I participated in the Nike University Run tonight.
It was an exciting, crazy, wild run of more than two hundred amateur and professional runners through the old and new city streets. We raced through traffic, pedestrians, bicycles, and through narrow alleys lined with tables, chairs, street performers and salesmen.
Each runner had to reach five places shown (roughly) on a map before the final destination in order to be allowed into the bar where Nike gave each participant a shirt, water, and hot dogs, and played dance music.
Each location for the card punch also presented a challenge, physical or mental. The first was a line of U.S. style football players in full gear. Each runner had to line up and rush through. I got hit in the nose (unintentionally) and was instantly bleeding. As I ran past restaurants I grabbed napkins and then deposited them in the next trash can. Between restaurants the sleeves of my polar fleece became soaked. I kept bleeding. I kept running. It was just too much fun to stop.
As we moved from the open streets to the closed, narrow corridors off Las Ramblas, we picked up the pace and moved with greater agility. Arms over our heads to avoid knocking down children, ducking beneath restaurant patron umbrellas, leaping over handrails and intersection barriers.
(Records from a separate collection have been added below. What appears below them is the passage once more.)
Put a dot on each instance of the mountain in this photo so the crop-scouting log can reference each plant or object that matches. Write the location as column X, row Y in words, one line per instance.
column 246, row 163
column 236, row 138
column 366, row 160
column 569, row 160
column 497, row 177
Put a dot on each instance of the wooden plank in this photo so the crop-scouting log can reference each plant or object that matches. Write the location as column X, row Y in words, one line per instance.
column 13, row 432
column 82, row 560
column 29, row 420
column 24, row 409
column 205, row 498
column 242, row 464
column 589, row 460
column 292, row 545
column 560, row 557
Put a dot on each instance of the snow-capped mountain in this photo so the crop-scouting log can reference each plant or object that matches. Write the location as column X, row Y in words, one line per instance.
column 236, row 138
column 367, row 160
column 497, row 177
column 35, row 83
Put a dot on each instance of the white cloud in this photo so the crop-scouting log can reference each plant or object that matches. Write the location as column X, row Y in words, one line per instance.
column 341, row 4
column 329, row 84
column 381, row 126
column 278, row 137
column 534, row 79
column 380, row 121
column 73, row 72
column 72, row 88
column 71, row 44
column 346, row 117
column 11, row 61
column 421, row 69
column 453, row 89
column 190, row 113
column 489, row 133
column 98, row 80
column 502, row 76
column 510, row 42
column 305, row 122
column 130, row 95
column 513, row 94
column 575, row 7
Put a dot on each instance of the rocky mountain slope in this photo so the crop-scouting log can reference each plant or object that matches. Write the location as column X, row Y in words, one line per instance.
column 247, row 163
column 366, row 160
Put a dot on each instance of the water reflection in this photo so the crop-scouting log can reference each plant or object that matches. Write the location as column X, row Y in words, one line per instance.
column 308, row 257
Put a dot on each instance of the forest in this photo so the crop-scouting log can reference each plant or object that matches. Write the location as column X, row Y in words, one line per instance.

There is something compelling about running in the close proximity of many runners and even more moving objects (shoppers with too many bags, kids in strollers, small dogs) for the sense of motion is accelerated and the pleasure in movement amplified. My energy never waned, as though I were pressed along by those to my rear and pulled by those to my front.
My favorite part was the look on the faces of those we ran past, their heads spinning as packs of runners ran in one direction, then realizing they missed a turn, spun on their heels and shot back past the unwary spectator-participants sometimes more than a few times.